Napisali o Fundacji Otwarty Dialog i ujawnili powiązania Kramka i Kozłowskiej. Sąd uniewinnił dziennikarzy
Jak podaje portal tvp.info dziennikarze tygodnika "Sieci" Marek Pyza i Marcin Wikło poinformowali, że zostali prawomocnie uniewinnieni przez sąd od zarzutu zniesławienia Fundacji Otwarty Dialog, Ludmiły Kozłowskiej i Bartosza Kramka.
2023-11-28, 14:05
W sierpniu 2018 roku dziennikarze tygodnika "Sieci" Marek Pyza i Marcin Wikło opisali kulisy działalności Fundacji Otwarty Dialog - czytamy w portalu.
W artykule "Brudna kasa na polski Majdan" ujawnili powiązania założycielki i prezes Fundacji Ludmiły Kozłowskiej, a także jej męża Bartosza Kramka, autora manifestu "Niech państwo stanie, wyłączmy prąd".
Oskarżenie dziennikarzy
"Z wierzchu to organizacja pomagająca osobom ciemiężonym przez reżimy w krajach byłego ZSRS. Przyglądając się Fundacji Otwarty Dialog wnikliwiej, widać więcej: finansowanie przez podejrzane spółki z rajów podatkowych i niejasne kontakty z oligarchami z postsowieckich republik.
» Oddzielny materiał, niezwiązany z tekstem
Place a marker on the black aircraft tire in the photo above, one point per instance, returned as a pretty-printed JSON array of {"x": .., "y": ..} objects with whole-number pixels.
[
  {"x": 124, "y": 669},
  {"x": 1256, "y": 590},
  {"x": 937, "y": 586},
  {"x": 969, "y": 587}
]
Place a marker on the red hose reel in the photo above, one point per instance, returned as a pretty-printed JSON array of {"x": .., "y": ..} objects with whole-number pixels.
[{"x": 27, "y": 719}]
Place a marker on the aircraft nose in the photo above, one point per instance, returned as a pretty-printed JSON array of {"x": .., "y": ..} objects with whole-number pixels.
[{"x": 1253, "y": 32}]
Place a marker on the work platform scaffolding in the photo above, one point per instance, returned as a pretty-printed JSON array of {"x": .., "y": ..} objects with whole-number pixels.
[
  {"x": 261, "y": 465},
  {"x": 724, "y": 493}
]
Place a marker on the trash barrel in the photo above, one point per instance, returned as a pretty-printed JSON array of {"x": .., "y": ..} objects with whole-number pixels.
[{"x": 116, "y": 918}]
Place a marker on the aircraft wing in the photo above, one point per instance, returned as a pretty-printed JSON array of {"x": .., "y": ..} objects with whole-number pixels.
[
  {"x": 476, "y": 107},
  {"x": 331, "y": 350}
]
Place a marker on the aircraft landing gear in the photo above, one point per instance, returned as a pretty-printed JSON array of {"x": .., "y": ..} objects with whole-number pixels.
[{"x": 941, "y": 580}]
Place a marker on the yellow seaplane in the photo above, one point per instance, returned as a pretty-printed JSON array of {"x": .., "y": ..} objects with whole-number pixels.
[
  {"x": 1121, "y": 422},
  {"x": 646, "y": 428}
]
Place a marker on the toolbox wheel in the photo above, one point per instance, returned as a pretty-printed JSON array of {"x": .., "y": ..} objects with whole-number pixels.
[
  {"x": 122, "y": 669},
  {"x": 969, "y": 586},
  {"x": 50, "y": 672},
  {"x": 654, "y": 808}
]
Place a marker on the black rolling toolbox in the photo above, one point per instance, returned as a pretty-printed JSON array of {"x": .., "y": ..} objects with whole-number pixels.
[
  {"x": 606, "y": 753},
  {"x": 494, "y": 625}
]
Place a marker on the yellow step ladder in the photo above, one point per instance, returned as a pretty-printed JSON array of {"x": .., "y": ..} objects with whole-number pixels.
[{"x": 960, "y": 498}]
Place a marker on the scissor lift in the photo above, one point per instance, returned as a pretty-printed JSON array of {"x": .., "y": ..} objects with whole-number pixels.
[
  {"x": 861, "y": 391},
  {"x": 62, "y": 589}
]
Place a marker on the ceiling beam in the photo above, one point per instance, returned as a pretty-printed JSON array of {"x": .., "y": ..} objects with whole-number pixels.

Kluczową rolę odgrywa tu firma Bartosza Kramka, który od roku nawołuje do rebelii i obalenia rządu" - napisali autorzy publikacji "Sieci".
Czytaj także w tvp.info:
Po tej publikacji Kramek, Kozłowska i Fundacja Otwarty Dialog poszli do sądu, oskarżając dziennikarzy m.in. o zniesławienie.
REKLAMA
Zapadł wyrok
We wtorek Pyza i Wikło poinformowali, że zapadł prawomocny wyrok w tej sprawie. - Zostałem uniewinniony od wszystkich zarzutów, sąd potwierdził słuszność wszystkich faktów i tez z okładkowego artykułu sprzed pięciu lat - przekazał Pyza.
- Mieliśmy prawo napisać o nich to wszystko, co napisaliśmy - dodał Wikło.